Because the B&B is small with only five guest rooms, the Camerons have found that even with a full house, it's not much different than having their five children and their families over for the night. Although they enjoy children, they have limited guests to those who are adults, and they also don't have their own grandchildren visit when guests are there.
"We have couples who are spending their honeymoon night with us, so we feel that it's not the time to have children playing on the floors," Jane Cameron said.
Even though the Evergreen B&B has prospered, the recent economic downturn has taken its toll. During the heydays of the dot.com boom in the late 1990s, the guest register was filled almost every night. As the economy faded, so did the number of visitors, especially those who traveled to local businesses such as PeopleSoft, Safeway, ChevronTexaco and PacBell. Although housekeeping and guest services stayed the same, only a few were coming, and profits dipped. The Camerons say that wasn't the reason to check out, but clearly the amount of work for a diminishing number of guests took its toll.
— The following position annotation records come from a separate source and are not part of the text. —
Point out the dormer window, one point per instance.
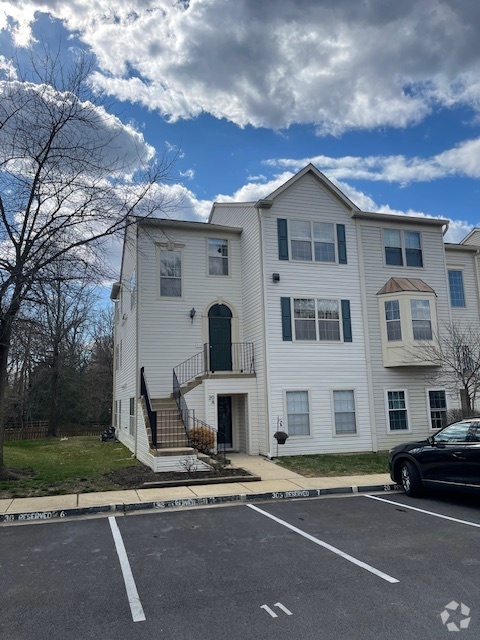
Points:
(402, 248)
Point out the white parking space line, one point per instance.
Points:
(132, 593)
(429, 513)
(325, 545)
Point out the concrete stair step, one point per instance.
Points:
(173, 451)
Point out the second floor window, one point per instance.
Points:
(312, 241)
(421, 319)
(402, 248)
(170, 273)
(217, 257)
(316, 319)
(457, 293)
(392, 317)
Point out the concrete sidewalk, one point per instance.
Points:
(276, 483)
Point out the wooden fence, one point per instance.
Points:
(38, 430)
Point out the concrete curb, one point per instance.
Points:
(124, 508)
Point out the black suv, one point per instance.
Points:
(449, 459)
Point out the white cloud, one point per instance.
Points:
(461, 161)
(337, 64)
(189, 174)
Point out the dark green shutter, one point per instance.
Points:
(342, 244)
(346, 321)
(286, 319)
(282, 232)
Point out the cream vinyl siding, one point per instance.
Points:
(246, 217)
(411, 379)
(167, 335)
(125, 332)
(316, 367)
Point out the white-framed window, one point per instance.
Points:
(170, 273)
(131, 420)
(298, 413)
(118, 355)
(344, 410)
(397, 410)
(316, 319)
(218, 257)
(437, 408)
(457, 291)
(402, 248)
(133, 289)
(313, 241)
(421, 319)
(392, 318)
(118, 415)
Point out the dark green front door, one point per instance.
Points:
(224, 408)
(220, 338)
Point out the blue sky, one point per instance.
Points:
(383, 97)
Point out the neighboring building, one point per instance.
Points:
(297, 313)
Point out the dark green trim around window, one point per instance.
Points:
(282, 231)
(346, 321)
(342, 244)
(286, 319)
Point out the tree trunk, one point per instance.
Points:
(52, 421)
(6, 324)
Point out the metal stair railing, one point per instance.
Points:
(239, 355)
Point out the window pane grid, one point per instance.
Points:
(309, 314)
(402, 247)
(457, 294)
(438, 408)
(397, 411)
(344, 408)
(298, 413)
(421, 323)
(313, 241)
(392, 316)
(170, 273)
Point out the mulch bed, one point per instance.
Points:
(136, 477)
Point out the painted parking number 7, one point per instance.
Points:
(280, 606)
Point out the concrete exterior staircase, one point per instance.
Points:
(171, 437)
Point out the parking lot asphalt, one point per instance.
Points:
(338, 568)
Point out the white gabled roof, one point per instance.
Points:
(267, 202)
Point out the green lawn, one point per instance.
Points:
(337, 464)
(58, 466)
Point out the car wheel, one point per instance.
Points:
(411, 482)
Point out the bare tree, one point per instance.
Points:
(71, 176)
(99, 371)
(65, 302)
(455, 356)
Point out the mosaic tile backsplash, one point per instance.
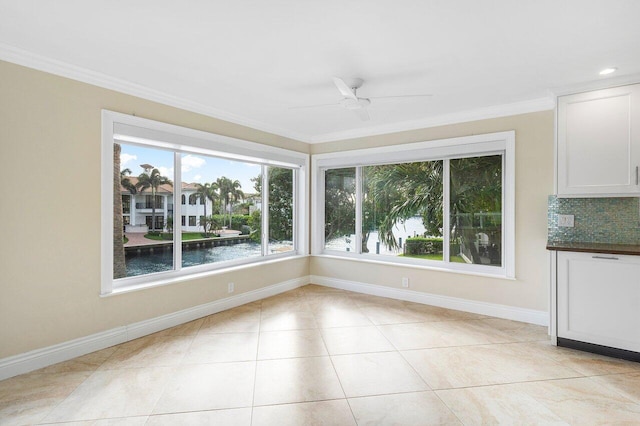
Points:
(597, 220)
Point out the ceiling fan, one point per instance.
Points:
(352, 102)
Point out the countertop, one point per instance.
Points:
(629, 249)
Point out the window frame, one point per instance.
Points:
(128, 129)
(502, 143)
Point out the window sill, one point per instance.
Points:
(430, 267)
(175, 279)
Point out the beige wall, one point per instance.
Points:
(50, 214)
(50, 210)
(534, 182)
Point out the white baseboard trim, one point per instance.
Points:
(40, 358)
(492, 309)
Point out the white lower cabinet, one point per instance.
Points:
(598, 299)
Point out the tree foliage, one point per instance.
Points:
(280, 204)
(152, 180)
(207, 192)
(393, 193)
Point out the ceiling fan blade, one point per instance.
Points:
(362, 113)
(400, 96)
(314, 106)
(344, 88)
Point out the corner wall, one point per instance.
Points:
(50, 214)
(534, 182)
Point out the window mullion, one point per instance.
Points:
(358, 245)
(446, 218)
(177, 211)
(265, 210)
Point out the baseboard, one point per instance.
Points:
(495, 310)
(40, 358)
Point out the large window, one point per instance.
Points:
(443, 204)
(154, 168)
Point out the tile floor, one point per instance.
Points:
(322, 356)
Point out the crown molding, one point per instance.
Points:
(534, 105)
(43, 63)
(601, 83)
(63, 69)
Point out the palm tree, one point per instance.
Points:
(230, 191)
(152, 180)
(119, 266)
(207, 191)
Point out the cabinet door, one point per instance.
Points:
(598, 142)
(599, 299)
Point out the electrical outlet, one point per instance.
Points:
(566, 220)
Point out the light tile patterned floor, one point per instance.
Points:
(320, 356)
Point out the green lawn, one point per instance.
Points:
(435, 256)
(186, 236)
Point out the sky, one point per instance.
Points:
(195, 168)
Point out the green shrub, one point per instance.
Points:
(422, 245)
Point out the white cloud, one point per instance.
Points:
(167, 172)
(190, 162)
(125, 158)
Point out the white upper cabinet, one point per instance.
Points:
(599, 142)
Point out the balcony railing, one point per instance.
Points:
(141, 206)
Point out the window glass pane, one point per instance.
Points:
(340, 209)
(219, 227)
(476, 209)
(402, 210)
(280, 210)
(142, 240)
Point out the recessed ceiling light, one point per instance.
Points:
(608, 71)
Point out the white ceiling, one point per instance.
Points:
(251, 61)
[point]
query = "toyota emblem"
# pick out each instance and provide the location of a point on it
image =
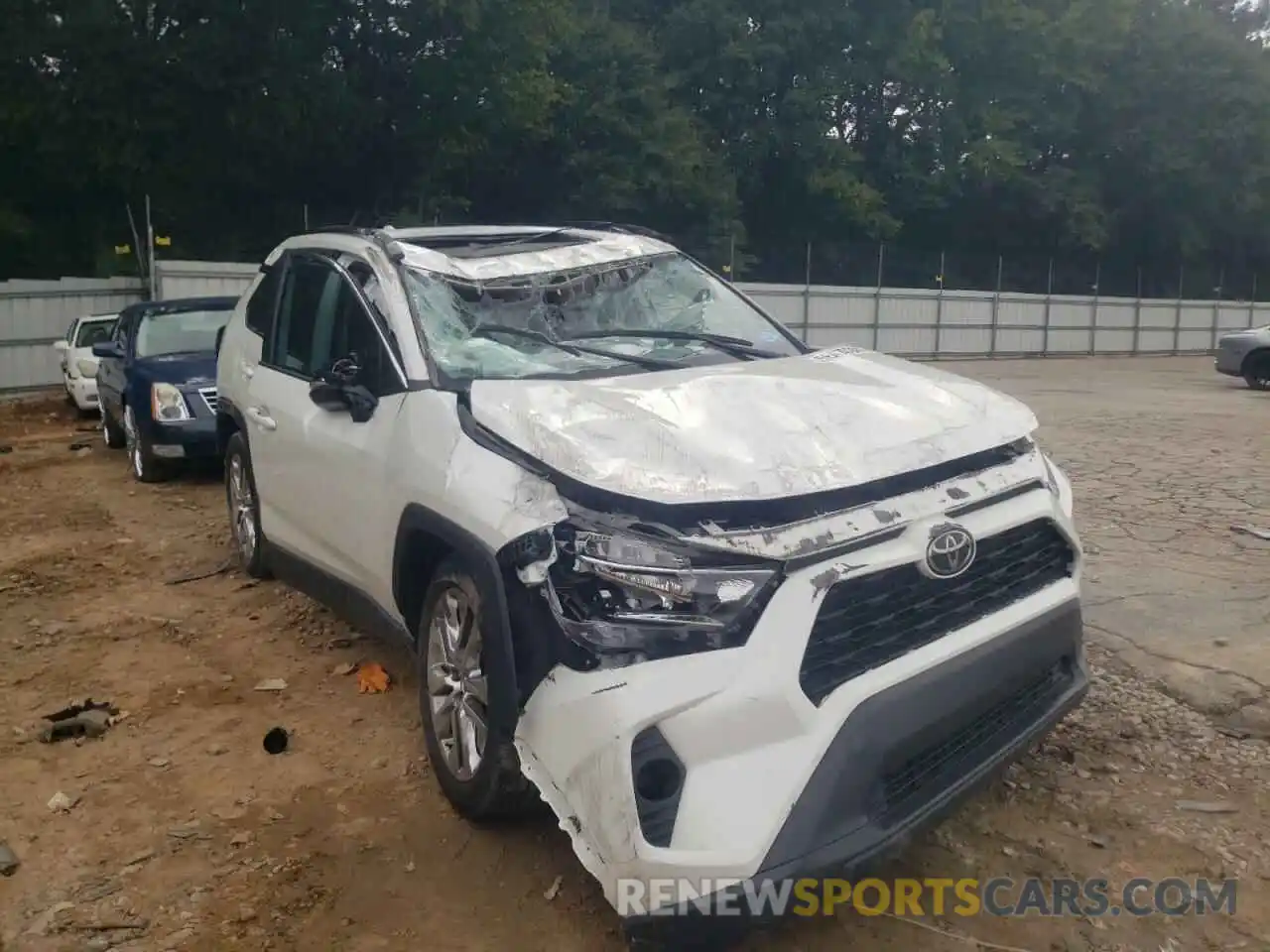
(951, 552)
Leaving Pleasanton will be as difficult as selling the Evergreen, Jane Cameron said. She's lived here since 1971, at one time owning and operating the Natural Trading Company in Mission Plaza on Santa Rita Road. Clay Cameron has lived in Pleasanton since 1967. His children, Chris and Janis Cameron, are Foothill High School graduates; hers, Bryan, Ian and Todd Kaminsky, graduated from Amador.
On the market and listed for $2.5 million by Realtor Rosie Yandell of Prudential California Realty, the bed and breakfast is being offered as a single family home again, although a B&B is still a permitted use and new owners could continue the business. When sold, the Camerons plan to hitch their Airstream trailer to their truck and head for Aptos to find a permanent residence, and then on the road to see their children.